I am aware of the mosaic hypothesis and I think that is a possibility, but I do not think it is necessary. Carter and Sanford discuss it here:

"Even now, a single modern couple could account for a very large part of all human variation. Since most common variations are not associated with disease, most variation could very reasonably be attributed to designed variation. What would prevent God from engineering 10-15 million variants (heterozygous sites) into Adam from the very beginning? If we assume Eve was assigned her own unique genome, it would double the amount of potential designed diversity. If that was not enough diversity, God could have created different genomes in each of Adam and Eve’s reproductive cells. There really is no limit to how much diversity God could have designed into Adam and Eve, but we do not need to invoke anything more than simple heterozygosity. Adam’s potential heterozygosity alone is sufficient to explain almost all human diversity. 65”

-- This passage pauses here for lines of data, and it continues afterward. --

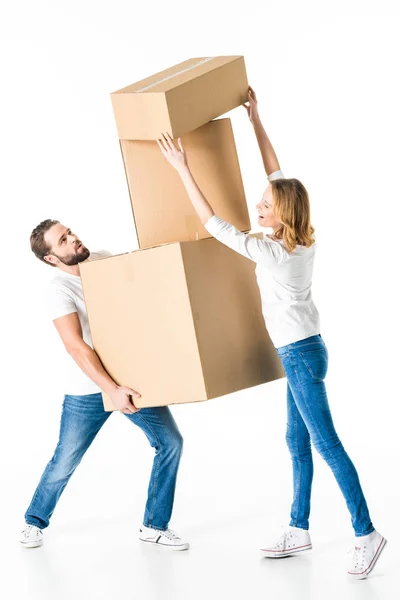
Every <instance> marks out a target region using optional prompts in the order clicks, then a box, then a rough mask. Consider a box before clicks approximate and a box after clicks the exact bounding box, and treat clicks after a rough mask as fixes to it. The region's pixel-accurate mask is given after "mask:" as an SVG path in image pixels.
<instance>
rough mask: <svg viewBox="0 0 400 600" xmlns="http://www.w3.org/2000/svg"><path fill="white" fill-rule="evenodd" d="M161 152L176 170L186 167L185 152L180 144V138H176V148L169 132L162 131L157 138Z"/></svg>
mask: <svg viewBox="0 0 400 600" xmlns="http://www.w3.org/2000/svg"><path fill="white" fill-rule="evenodd" d="M157 144H158V145H159V147H160V150H161V152H162V153H163V154H164V156H165V158H166V159H167V161H168V162H169V164H170V165H172V166H173V167H174V168H175V169H176V170H177V171H179V170H181V169H184V168H186V167H187V158H186V152H185V149H184V147H183V145H182V140H181V138H178V146H179V147H178V148H177V147H176V146H175V144H174V140H173V139H172V137H171V136H170V135H169V133H162V134H161V137H160V138H159V139H158V140H157Z"/></svg>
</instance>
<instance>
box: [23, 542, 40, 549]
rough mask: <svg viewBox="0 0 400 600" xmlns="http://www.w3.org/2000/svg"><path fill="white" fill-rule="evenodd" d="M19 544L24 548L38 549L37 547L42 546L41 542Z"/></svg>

Source: Sanford, J.C., and R. Carter. 2014. In light of genetics…Adam, Eve, and the creation/fall. Christian Apologetics Journal 12, no. 2:51–72. This article can also be found at: https://www.logosra.org/adam–eve"

Notice: “If that was not enough diversity, God could have created different genomes in each of Adam and Eve’s reproductive cells. There really is no limit to how much diversity God could have designed into Adam and Eve, but we do not need to invoke anything more than simple heterozygosity. Adam’s potential heterozygosity alone is sufficient to explain almost all human diversity. 65””

Like Carter and Sanford, I do not believe this is necessary though. I believe with a proper understanding of how to define an allele, and the fact that millions of lineages would be in Adam and millions of lineages would be in Eve indicates that the TMR4A is not a problem. Which is why the uni-parentally inherhited DNA (non-recombining) can be an area where both YECs and evolutionists can do head-to-head predictions (since we would all agree DNA differences are a reflection of time and a result of mutations). And unfortunately, this is where Creationists are meeting the gold standard of science. And evolutionists are not.

I want to add that if we are defining alleles the correct way, then MANY, MANY alleles can arise from a created heterozygosity model. Only when alleles are defined as single nucleotides does the maximum “4 limit exist” which at the end of the isn’t even really a limit, since there are only 4 different nucleotides (A, T, G, C) anyway.

Also, Evograd, I did an entire video addressing your arguments on the Y chromosome specifically pertaining to the papers you say Dr. Jeanson ignored (Balanovsky and Scally?). I also reiterated the questions and challenges in the comment sections for sake of you not having to watch the entire videos.

Wrong. I think I have demonstrated the strawman quite thoroughly here. But you can posture all you’d like. Like the other post I engaged it, I see a lot of amazing dodgeball skills from the other side! I’ll review this comment thread on my channel in a few days I find this to be very enlightening.